Raquel Lyra vira alvo da oposição após denúncias de irregularidades na operação de empresa de ônibus da família

Candidata à reeleição em Pernambuco, a governadora Raquel Lyra (PSD) tem sido pressionada por uma crise interna provocada por indícios de irregularidades na operação da empresa de ônibus intermunicipais de sua família, a Logo Caruerense. As denúncias foram feitas após a constatação de que os veículos rodavam sem cumprir as exigências necessárias para a circulação dos passageiros há pelo menos três anos. Com a repercussão do caso, a governadora autorizou mudanças na prestação do serviço, que incluíram o encerramento das atividades da companhia, mas também passou a ser alvo da oposição na Assembleia Legislativa próxima ao prefeito de Recife, João Campos (PSB).

O caso veio à tona após a publicização de um relatório de débitos feito pela EPTI, autarquia vinculada à Secretaria Estadual de Desenvolvimento e Habitação (Seduh), comandada por André Teixeira Filho, primo da governadora.
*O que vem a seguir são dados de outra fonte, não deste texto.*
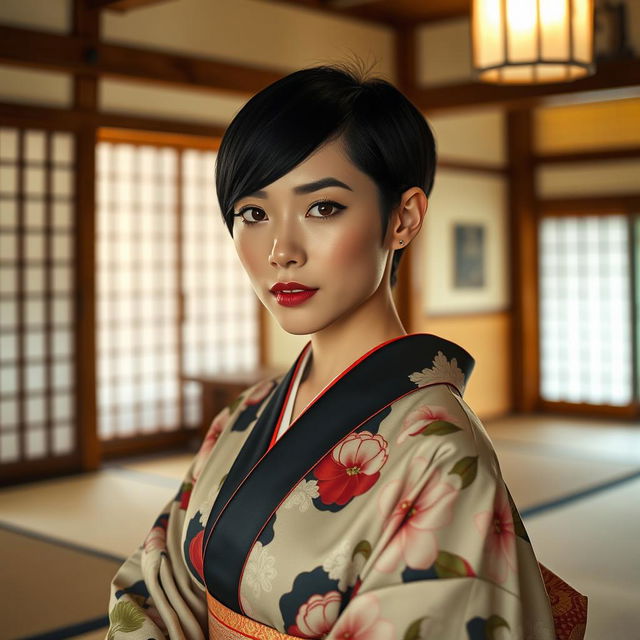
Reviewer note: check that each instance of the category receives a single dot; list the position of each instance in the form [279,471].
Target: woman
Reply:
[357,496]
O documento mostrava que os 50 veículos da companhia Logo Caruarense rodam há três anos sem passar por vistorias e com atrasos nos pagamentos das taxas para emissão do Certificado de Registro Cadastral (CRC) desde, pelo menos, 2020 — ambos são requisitos para a circulação de passageiros. Pertencente ao ex-governador João Lyra Neto, pai de Raquel, a empresa operava, via concessão estadual, em linhas intermunicipais que conectavam a capital, Recife, a oito cidades no interior do estado, como Caruaru, Gravatá e São Caetano.
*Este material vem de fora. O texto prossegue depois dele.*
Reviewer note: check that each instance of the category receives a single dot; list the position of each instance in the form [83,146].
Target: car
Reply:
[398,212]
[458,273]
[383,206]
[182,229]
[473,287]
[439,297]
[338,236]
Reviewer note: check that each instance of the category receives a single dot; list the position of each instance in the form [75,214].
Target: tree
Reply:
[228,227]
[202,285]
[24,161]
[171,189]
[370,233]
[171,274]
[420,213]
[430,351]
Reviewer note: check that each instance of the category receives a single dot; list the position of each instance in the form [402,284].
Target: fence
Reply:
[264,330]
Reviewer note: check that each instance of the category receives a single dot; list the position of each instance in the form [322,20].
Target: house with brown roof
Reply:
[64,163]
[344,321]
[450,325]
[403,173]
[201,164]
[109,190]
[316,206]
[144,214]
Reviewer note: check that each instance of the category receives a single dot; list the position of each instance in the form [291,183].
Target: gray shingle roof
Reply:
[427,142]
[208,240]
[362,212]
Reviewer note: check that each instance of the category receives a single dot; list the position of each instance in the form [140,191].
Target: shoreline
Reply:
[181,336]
Após o vazamento do relatório, a empresa informou na sexta-feira, por meio de uma nota publicada no Instagram, o encerramento definitivo de suas atividades devido "ao grave desequilíbrio econômico-financeiro da operação e por dificuldades conjunturais há muito enfrentadas pelo setor e potencializada após a pandemia". O anúncio do fechamento também foi feito pela governadora no mesmo dia, que também disse que a empresa havia devolvido as linhas à administração estadual.

— A EPTI vai trabalhar para que a gente não tenha o prejuízo à população e permita que todos tenham o direito de ir e vir, reunindo os operadores do sistema e garantindo a segurança jurídica necessária para que o serviço prestado possa ser garantido à nossa população — disse.

Nesta quarta-feira (21), o Diário Oficial do estado, no entanto, também informou a exoneração do então presidente da EPTI, Antônio Carlos Reinaux, e sua substituição por Yuri Coriolano, que atuou como advogado da campanha eleitoral da governadora em 2022. Desde 2023, ele ocupava o cargo de secretário-executivo de Coordenação Estratégica da Casa Civil do estado, e antes havia sido diretor-geral de Assuntos Jurídicos da Secretaria de Saúde do estado. Procurado sobre o caso e sobre as mudanças no comando da autarquia, o governo de Pernambuco não respondeu aos questionamentos levantados pela reportagem para a Secretaria de Comunicação.

O caso também serviu de combustível para a oposição à governadora na Assembleia Legislativa, que protocolou um pedido de impeachment. Assinada pelo deputado estadual Romero Albuquerque (União), apoiador de João Campos, a representação foi recebida na última segunda-feira pela presidência da Assembleia Legislativa, ocupada interinamente pelo deputado Rodrigo Farias (PSB), também aliado do prefeito recifense. Em nota, ele disse ao GLOBO que o requerimento será analisado na Casa a partir de 2 de fevereiro, com a retomada das atividades após o recesso.

Farias está no comando da Assembleia até o retorno de uma viagem ao exterior do presidente, o deputado estadual Álvaro Porto (PSDB), com quem a governadora acumula rusgas desde o período em que era filiada ao PSDB. Na Casa, no entanto, ela também tem buscado manter a base unida, mesmo após dissidências de partidos como o MDB, que decidiu no ano passado passar a integrar a bancada independente. O momento também coincidiu com a decisão do prefeito de contemplar a sigla em seu primeiro escalão.

João Campos, por sua vez, também é alvo de um pedido de impeachment protocolado pela oposição ao seu governo na Câmara dos Vereadores. A representação foi apresentada no início deste mês, após a modificação do resultado de um concurso público favorecer o filho de uma procuradora do Ministério Público de Contas (MPCO) e de um juiz do Tribunal de Justiça do estado. A nomeação do candidato chegou a ser feita pela prefeitura, mas a gestão voltou atrás após a repercussão do caso.